You can use one of the genomes indexes available at [2] for testing.
Those are based on a geonames.org dump that is about 1 year old.

best
Rupert



[1] http://stanbol.apache.org/docs/trunk/components/enhancer/engines/namedentitytaggingengine
[2] http://dev.iks-project.eu/downloads/stanbol-indices/geonames/

-- 
| Rupert Westenthaler             rupert.westenthaler@gmail.com
| Bodenlehenstraße 11                              ++43-699-11108907
| A-5500 Bischofshofen
| REDLINK.CO ..........................................................................
| http://redlink.co/

Re: [user-question] Building a custom NER-Model for geonames.org

Posted by Stefan Bunk <st...@student.hpi.uni-potsdam.de>.
Hi Rupert, hi all,

thanks to your hints I was able to track down to the problem. First, I
checked the engine name and the file location and both were correct (yes, I
did not write the correct name I used in the original post, I am sorry for
that). The file was found correctly. Still, it wasn't working.
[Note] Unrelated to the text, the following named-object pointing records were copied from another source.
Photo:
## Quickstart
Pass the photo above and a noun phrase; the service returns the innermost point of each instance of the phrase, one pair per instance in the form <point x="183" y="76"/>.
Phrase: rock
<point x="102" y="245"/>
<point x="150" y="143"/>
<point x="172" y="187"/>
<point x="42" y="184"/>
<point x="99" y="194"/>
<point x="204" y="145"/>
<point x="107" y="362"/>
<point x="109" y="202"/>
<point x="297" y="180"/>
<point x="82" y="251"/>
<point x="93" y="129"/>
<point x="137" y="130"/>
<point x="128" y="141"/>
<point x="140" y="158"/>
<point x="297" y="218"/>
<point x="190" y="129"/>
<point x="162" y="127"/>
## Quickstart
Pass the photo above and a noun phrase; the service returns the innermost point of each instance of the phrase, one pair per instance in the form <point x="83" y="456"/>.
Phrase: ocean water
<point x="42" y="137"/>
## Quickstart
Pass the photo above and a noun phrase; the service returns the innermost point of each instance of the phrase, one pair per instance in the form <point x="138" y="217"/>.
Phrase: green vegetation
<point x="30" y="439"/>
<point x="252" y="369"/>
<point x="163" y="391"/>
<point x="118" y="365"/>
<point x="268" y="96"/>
What got me on the right track was:


> 15.05.2014 10:38:28.739 *INFO* [DataFileTrackingDaemon]

org.apache.stanbol.enhancer.engines.opennlp.impl.CustomNERModelEnhancementEngine
> register custom NameFinderModel from resource: geonames-ner.bin for
> language: en to NamedModelFileListener (name:opennlp-ner)
>
> in the logs.
>
and the fact, that the geonames-ner always only ran only for 1ms (which is
really fast, given the 5 megabyte model it has to work through).
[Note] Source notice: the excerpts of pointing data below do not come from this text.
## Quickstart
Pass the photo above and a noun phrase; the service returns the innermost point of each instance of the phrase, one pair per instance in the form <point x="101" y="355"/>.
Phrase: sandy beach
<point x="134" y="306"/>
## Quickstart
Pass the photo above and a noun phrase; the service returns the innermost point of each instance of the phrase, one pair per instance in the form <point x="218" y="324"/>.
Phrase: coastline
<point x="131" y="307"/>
Problem is, that my texts send to the chain are quite short, only one
sentence usually and they often contain some obviously non-english name
like "Costa de Xurius". This confuses the language detection, which does
not output english anymore but rather spanish in this example. Afterwards,
the geonames-ner engine does not even bother to run because the text is not
in a language it was trained for.

So, what's the right way to do it now? Can I somehow force the chain to
emit english as the language of the text? Removing the langdetect engine
does not work, as it is needed by the custom ner model engine.

----
Furthermore, I am not satisfied with the geonames.org entity linking.
Even when the text is correctly classified as english and the location
entity is found, the geonames linking can't link many entities.
Example:
The text snippet is "University of Buenos Aires". This is the exact name of
the entity on geonames.org. Still, I had to lower the confidence score to
20% to have the geonames engine find the link (confidence: 24%). Many
entities are not even found, even when I use the exact name as on
geonames.org and it is correctly identified as a location.
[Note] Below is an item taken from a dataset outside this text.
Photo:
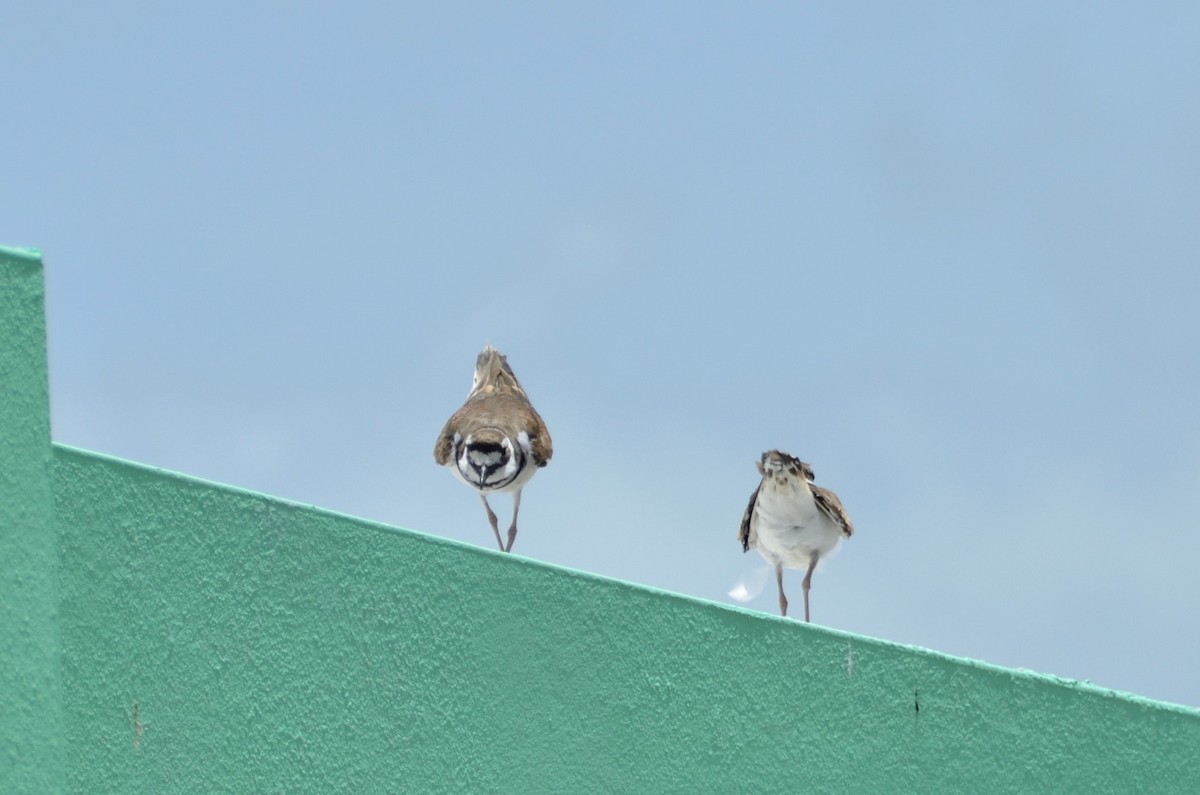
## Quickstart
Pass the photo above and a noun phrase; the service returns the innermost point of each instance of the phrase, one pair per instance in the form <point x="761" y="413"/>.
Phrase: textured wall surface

Where can I look into to increase the linking performance?

Best,
Stefan

Re: [user-question] Building a custom NER-Model for geonames.org

Posted by Rupert Westenthaler <ru...@gmail.com>.
Hi Stefan



On Wed, May 14, 2014 at 4:08 PM, Stefan Bunk
<st...@student.hpi.uni-potsdam.de> wrote:
> Hi,
>
> I have problems with using the Custom NER Model Extraction Engine [1].
> Basically, no entities are not found, even though the underlying model is
> correct.
>
> Here's what I did:
> 1.  I build a custom NER model for places from geonames.org according to
> the OpenNLP website [2]. I tested my model with the OpenNLP command line
> tool, and it worked (i.e. I give my model a text and the entities are found
> correctly).
> 2. I copied the model to both ./launchers/stanbol/datafiles/geonames.bin
> and ./enhancement-engines/topic/engine/sling/datafiles/geonames.bin.

You need to copy the model to the datafilee folder of your stanbol
instance. By default this is "./stanbol/datafiles". So if you run
stanbol in "/foo/bar" the model needs to be available under
"/foo/bar/stanbol/datafiles/geonames.bin".

> 3. In the Apache Felix Web Console Configuration, I created a new "Custom
> NER Model" with the following settings:
>                 - name: Geonames NER

This is the name of the engine. Typically lower case names with '-' as
word separator or CamelCase names are used as names. So I suggest to
use  "geonames-ner" as name for your engine

>                 - Name Finder Model: geonames.bin
>                 - Type Mappings: place > http://dbpedia.org/ontology/Place
>                 - Ranking: -100
> 4. I build a new enhancement chain with: tika, langdetect,
> opennlp-sentence, opennlp-token, opennlp-pos, opennlp-ner, geonames-ner,
> geonames

Based on the provided information you used "Geonames NER" as name of
your engine. This chain however refers "geonames-ner". I would expect
the chain to be unsatisfied as no "geonames-ner" engine is around.

> 5. Server restart

A server restart is not needed. If you update the model you might need
to start/stop the OpenNLP component as it keeps a SoftReference to the
loaded models.

> 6. I send the exactly same string as in 1. when I tested the model, but no
> entities are found.

I would expect an ChainException as your chain refers "geonames-ner"
and the name of the configured engine is "Geonames NER"

>
> Any hint would be useful!
> How can I check, that Stanbol correctly finds my geonames.bin file? If I
> intentionally add a file which does not exist, no error occurs.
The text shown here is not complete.